Le marché hebdomadaire de Tondibiah est bondé, pendant cette saison pluvieuse, de plusieurs produits saisonniers tels que le manioc, l’arachide, la patate douce et le taro. Situé le long du goudron, ce marché qui s’anime chaque jeudi est très fréquenté pour son offre de produits saisonniers. D’après des vendeuses rencontrées sur ce marché, les produits proviennent de plusieurs localités du pays.
Assise sous un soleil ardent, la jeune vendeuse Safi Abdou, propose du manioc, du taro et de la patate douce aux clients. « Je me ravitaille au marché Katako.
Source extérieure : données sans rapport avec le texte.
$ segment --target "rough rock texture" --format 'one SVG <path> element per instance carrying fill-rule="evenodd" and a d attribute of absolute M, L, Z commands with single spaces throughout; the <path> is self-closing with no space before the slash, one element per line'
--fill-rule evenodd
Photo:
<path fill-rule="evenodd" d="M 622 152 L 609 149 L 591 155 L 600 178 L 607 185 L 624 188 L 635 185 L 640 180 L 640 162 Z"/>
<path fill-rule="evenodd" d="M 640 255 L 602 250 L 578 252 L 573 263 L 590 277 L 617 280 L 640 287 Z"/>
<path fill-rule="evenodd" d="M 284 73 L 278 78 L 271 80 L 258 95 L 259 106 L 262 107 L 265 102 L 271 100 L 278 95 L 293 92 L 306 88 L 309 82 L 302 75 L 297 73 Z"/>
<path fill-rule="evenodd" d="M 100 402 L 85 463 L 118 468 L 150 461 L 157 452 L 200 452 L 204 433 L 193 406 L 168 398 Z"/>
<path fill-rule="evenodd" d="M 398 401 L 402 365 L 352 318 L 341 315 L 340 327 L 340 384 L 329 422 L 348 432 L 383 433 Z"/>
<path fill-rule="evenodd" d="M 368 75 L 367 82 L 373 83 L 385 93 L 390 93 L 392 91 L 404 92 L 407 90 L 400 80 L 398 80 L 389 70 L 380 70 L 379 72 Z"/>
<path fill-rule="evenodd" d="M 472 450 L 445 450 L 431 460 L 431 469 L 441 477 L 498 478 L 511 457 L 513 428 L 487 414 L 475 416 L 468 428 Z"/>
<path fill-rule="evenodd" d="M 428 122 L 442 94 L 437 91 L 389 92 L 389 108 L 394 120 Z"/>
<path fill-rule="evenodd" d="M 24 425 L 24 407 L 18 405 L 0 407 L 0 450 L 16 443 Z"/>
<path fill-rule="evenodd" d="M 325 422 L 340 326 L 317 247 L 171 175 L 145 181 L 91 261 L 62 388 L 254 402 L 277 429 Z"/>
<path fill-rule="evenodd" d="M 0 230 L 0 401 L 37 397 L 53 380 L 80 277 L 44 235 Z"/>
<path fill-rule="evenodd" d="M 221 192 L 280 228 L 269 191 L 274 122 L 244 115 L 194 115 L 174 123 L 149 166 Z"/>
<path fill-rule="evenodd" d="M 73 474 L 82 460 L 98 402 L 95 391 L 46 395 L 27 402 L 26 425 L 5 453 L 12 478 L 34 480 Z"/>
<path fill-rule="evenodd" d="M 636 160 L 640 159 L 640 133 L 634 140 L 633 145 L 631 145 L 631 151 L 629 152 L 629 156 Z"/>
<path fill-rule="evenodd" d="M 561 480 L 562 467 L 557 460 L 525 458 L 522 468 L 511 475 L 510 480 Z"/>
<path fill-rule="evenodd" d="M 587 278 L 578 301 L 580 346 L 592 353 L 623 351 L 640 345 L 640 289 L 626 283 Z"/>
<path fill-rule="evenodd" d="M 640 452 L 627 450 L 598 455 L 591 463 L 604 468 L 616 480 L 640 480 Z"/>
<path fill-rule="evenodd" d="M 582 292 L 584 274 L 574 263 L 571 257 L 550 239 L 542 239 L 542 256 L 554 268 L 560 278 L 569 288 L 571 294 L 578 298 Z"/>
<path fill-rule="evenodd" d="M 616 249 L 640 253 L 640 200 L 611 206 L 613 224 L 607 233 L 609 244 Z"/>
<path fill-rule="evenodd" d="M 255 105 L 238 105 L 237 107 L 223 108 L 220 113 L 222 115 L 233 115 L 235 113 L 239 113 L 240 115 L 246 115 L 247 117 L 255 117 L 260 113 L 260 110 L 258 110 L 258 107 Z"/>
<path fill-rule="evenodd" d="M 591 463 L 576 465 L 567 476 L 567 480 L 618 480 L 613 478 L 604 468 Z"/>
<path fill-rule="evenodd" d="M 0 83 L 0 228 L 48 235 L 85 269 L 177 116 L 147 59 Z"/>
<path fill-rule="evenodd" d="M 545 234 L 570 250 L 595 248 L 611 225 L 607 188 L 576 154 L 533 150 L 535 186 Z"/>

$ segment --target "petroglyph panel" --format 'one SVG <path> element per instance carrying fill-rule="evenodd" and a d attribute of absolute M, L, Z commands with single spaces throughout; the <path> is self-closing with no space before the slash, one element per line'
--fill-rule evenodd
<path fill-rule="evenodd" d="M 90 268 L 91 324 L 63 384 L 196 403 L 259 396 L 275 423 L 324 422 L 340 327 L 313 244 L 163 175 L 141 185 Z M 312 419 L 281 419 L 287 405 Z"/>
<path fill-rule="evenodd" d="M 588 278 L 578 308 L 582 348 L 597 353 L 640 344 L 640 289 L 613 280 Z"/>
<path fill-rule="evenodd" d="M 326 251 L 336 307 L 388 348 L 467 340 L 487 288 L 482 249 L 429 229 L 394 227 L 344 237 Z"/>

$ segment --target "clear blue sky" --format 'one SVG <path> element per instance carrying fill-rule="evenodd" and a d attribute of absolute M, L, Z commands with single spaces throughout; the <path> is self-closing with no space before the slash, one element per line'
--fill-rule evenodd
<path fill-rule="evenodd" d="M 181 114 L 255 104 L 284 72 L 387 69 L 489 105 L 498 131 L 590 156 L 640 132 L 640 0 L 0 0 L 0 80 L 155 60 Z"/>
Pour le manioc, je paye le sac à
15 000 FCFA pour revendre en détail. Je propose des tas selon la bourse de chacun à partir de 250 FCFA, 500 FCFA, 750 FCFA, 1 000 FCFA. Cette période est propice à la culture de manioc, on en trouve facilement », confie-t -elle. Elle ajoute que ce tubercule est plus bénéfique que la patate douce qui coûtait aussi au début 15 000 FCFA, mais le sac se négocie aujourd’hui à 35 000 FCFA. « C’est à peine que j’arrive à gagner après avoir écoulé un sac », se plaint-t-il.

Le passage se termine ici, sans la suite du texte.